Deliberately keeping information from someone is in direct contradiction with the doctrine of helping women to take control of their lives. Raising consciousness is a technique that, among other things, helps to locate, and thereby helps to eradicate, any self-destructive behavior.
Dr. McNair then contrasts the concept of consciousness-raising and empowerment with points raised in pro-choice writings. First she quotes abortion nurse Sallie Tisdale:
I describe the procedure to come, using care with my language. . . . It is when I am holding a plastic uterus in one hand, a suction tube in the other, moving them together in imitation of the scrubbing to come, that women ask the most secret question. I am speaking in a matter-of-fact voice about "the tissue" and "the contents" when the woman suddenly catches my eye and asks, "How big is the baby now?" These words suggest a quiet need for a definition of the boundaries being drawn. It isn't so odd, after all, that she feels relief when I describe the growing bud's bulbous shape, its miniature nature. Again I gauge, and sometimes lie a little, weaseling around its infantile features until its clinging power slackens.
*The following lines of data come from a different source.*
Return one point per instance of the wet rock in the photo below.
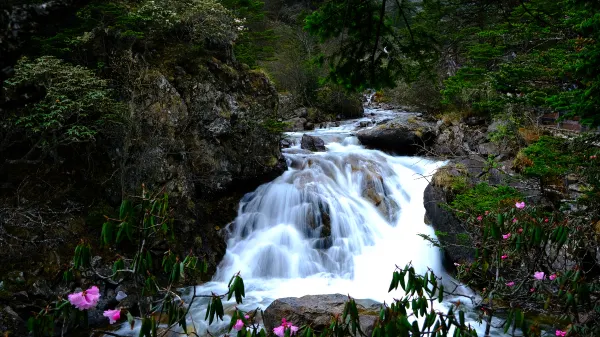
(474, 121)
(444, 221)
(11, 324)
(317, 310)
(390, 210)
(301, 112)
(295, 124)
(286, 143)
(488, 149)
(312, 143)
(401, 136)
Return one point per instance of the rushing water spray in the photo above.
(334, 222)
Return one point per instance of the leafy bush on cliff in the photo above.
(63, 105)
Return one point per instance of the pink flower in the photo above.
(86, 299)
(112, 315)
(280, 330)
(239, 325)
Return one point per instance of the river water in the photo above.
(335, 222)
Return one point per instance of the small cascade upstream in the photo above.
(334, 222)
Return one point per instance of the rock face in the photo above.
(403, 136)
(203, 136)
(444, 221)
(198, 131)
(312, 143)
(317, 311)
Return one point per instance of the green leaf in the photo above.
(125, 209)
(131, 320)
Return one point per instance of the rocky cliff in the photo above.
(199, 126)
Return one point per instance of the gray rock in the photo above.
(312, 143)
(444, 221)
(488, 149)
(401, 136)
(301, 112)
(317, 311)
(295, 124)
(11, 324)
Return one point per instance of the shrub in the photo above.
(64, 104)
(483, 197)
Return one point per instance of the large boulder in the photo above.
(312, 143)
(406, 135)
(442, 220)
(317, 311)
(295, 124)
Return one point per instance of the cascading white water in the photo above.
(334, 222)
Here, Tisdale openly admits to "dumbing down" information about the embryo or fetus in order to protect the women and keep them ignorant of what it is that they are about to do. A Toronto abortionist, at a National Abortion Federation session, admits to hiding the ultrasound screen from the patient. Warren Hern, in Abortion Practice, writes, "[M]ost professionals in the field feel that it is not advisable for patients to view the products of conception, to be told the sex of the fetus, or to be informed of a multiple pregnancy."
McNair continues also quotes former abortion worker Luhra Tivis, about George Tiller's notorious late-term abortion facility in Wichita:
"I was required to falsify the medical records. But not just that, related to that, I was required to lie to the women over the phone. And the way he'd explain it to me was, without coming right out and saying it, these are really third trimester abortions, but we're going to tell them they're only in the second trimester. They would say, well, I've already had a sonogram, and my bpd was 7.8 or 8.3 or whatever. He said, when they tell you that, don't turn them away as being too far along. Tell them to come in, and we'll do our own sonogram, and it will show they're not that far along. Tell them that sonogram reading is an art, not a science. He explained to me that the bpd is a measurement of the angle of the baby's head, where at that angle, the baby's head is roughly egg-shaped. The usual way that you measure the bpd is from the top of the egg to the bottom of the egg, which is at the widest point. But we measure it from side to side, at the narrowest point."
It's hard to reconcile these behaviors within the abortion clinic itself with the slogans such as "Trust Women."